En effet, l’évaporation a lieu pour n’importe quelle température. L’ébullition, quant à elle, n’a lieu qu’à partir d’un certain seuil de température.
L’évaporation
Lorsque l’on laisse un verre d’eau sur la table, certaines molécules d’eau vont se détacher de la surface du liquide et passer dans l’air. Ces molécules sont alors à l’état de gaz. Il s’agit d’un moyen pour l’eau d’équilibrer sa pression : en surface, la molécule ne subit la pression de l’eau que par en dessous, pas au-dessus. L’air sec exerce une pression égale à celle de l’eau, mais elle reste capable d’absorber de l’eau : la molécule d’eau peut donc passer du liquide à l’air.

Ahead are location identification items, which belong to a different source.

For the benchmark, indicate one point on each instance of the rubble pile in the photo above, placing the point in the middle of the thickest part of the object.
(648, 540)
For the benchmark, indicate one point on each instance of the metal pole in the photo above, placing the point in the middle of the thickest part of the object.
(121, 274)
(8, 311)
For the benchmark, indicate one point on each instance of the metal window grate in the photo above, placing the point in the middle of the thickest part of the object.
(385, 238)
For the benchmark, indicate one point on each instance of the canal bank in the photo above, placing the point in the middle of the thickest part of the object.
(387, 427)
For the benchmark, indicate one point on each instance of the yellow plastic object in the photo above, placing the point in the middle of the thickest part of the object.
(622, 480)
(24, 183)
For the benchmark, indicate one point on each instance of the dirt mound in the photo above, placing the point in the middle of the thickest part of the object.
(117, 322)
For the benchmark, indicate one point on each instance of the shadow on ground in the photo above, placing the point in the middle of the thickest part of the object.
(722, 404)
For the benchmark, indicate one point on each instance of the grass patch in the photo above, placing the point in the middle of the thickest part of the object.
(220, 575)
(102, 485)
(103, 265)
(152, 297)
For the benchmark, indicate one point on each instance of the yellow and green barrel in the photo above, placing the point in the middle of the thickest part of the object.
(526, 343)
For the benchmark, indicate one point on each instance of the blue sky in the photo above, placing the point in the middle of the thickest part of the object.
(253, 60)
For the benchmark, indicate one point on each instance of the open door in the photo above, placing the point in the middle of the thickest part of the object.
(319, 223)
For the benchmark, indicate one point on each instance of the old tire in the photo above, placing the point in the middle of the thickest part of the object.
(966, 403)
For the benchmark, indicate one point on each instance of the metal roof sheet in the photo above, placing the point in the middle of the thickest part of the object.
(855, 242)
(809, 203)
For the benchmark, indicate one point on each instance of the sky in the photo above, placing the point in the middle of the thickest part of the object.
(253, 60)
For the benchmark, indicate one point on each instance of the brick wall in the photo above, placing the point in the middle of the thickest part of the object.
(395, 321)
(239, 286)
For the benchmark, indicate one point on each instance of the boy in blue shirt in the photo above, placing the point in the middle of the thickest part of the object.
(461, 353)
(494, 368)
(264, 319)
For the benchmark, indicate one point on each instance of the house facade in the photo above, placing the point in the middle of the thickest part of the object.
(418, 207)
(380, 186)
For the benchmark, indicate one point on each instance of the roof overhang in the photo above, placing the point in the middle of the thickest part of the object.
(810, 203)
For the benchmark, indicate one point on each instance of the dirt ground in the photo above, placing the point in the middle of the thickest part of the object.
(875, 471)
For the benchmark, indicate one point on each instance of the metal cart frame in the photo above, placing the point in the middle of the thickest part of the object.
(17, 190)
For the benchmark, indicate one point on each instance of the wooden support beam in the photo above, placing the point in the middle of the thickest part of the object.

Ce phénomène a lieu tout le temps, et si on attend suffisamment longtemps, chaque molécule d’eau du verre passera dans l’air et tout l’eau sera évaporée :
Si on place ce verre dans une enceinte fermée, de l’eau continuera toujours de se détacher de la surface pour entrer dans l’air. Or comme l’enceinte est fermée, certaines molécules gazeuses de l’eau, privée de leur possibilité de s’échapper pour de bon, finiront par retourner sur la surface du liquide et par redevenir liquide :
Au fur et à mesure de ce processus, il arrivera un stade où le flux de molécules liquides passant à l’état de gaz sera égal au flux de molécules d’eau gazeuse passant à l’état de liquide. C’est donc comme si l’air avait atteint sa contenance maximale en eau. L’on dira de l’air — qui ne peut pas accueillir davantage de molécules d’eau — qu’elle est saturée, et de l’eau dans l’air qu’elle aura atteint sa pression de vapeur saturante (la proportion revenant à l’eau gazeuse de la pression totale dans l’enceinte a alors atteint son maximum). L’air ne peut pas absorber davantage d’eau.

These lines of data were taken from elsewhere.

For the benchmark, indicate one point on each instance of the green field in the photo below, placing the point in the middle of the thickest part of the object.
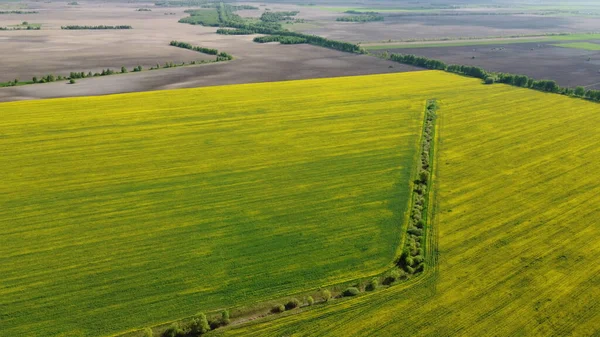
(205, 17)
(580, 45)
(475, 42)
(518, 232)
(125, 211)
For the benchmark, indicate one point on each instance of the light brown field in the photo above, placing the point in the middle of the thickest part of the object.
(52, 50)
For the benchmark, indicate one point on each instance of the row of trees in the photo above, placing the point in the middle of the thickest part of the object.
(18, 12)
(186, 45)
(28, 27)
(243, 27)
(522, 81)
(280, 39)
(198, 326)
(352, 11)
(96, 27)
(310, 39)
(412, 259)
(221, 56)
(360, 18)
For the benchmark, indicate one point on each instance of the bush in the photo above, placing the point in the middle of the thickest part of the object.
(279, 308)
(291, 304)
(225, 317)
(173, 331)
(373, 284)
(351, 291)
(148, 332)
(199, 325)
(392, 277)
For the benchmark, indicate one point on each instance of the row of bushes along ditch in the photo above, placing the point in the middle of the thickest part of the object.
(221, 56)
(410, 263)
(412, 260)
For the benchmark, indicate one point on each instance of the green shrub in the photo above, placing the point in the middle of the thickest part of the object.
(225, 317)
(148, 332)
(392, 277)
(279, 308)
(199, 325)
(351, 291)
(373, 284)
(173, 331)
(292, 303)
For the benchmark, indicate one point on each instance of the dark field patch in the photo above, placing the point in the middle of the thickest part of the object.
(567, 66)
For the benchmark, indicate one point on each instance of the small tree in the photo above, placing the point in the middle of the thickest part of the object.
(351, 291)
(225, 317)
(199, 325)
(173, 331)
(424, 177)
(279, 308)
(372, 285)
(148, 332)
(292, 303)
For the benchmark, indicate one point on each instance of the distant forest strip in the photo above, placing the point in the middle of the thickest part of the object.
(225, 18)
(75, 27)
(221, 56)
(360, 18)
(352, 11)
(18, 12)
(389, 44)
(21, 28)
(280, 39)
(277, 16)
(522, 81)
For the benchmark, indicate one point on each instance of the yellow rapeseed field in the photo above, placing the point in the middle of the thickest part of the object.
(517, 222)
(125, 211)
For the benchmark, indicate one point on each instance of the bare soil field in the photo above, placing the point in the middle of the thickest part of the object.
(52, 50)
(321, 21)
(567, 66)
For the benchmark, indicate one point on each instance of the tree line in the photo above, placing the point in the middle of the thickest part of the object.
(412, 260)
(360, 18)
(280, 39)
(277, 16)
(239, 26)
(18, 12)
(522, 81)
(75, 27)
(186, 45)
(221, 56)
(28, 27)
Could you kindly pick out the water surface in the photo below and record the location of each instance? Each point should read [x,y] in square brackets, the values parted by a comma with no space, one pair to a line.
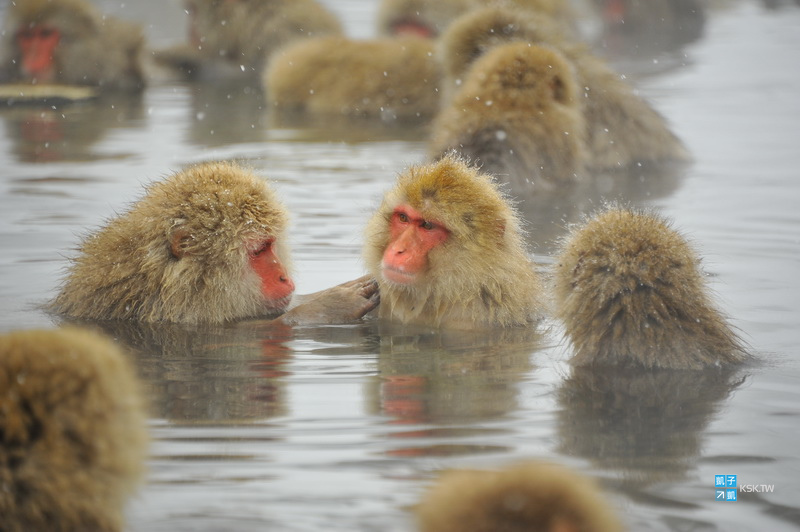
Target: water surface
[340,428]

Le système sera dans un état d’équilibre : bien qu’il y aura toujours du mouvement parmi les molécules d’eau, les quantités totales d’eau dans l’air et dans le verre resteront inchangées au fil du temps.
Tout comme un pneu crevé se dégonfle tant que la pression à l’intérieur est plus importante qu’à l’extérieur, de l’eau continue de s’évaporer tant que la pression de l’eau est plus importante que la pression de vapeur saturante. Au-delà on se retrouve dans un équilibre et il n’y a plus de « fuite » de vapeur du liquide vers le gaz.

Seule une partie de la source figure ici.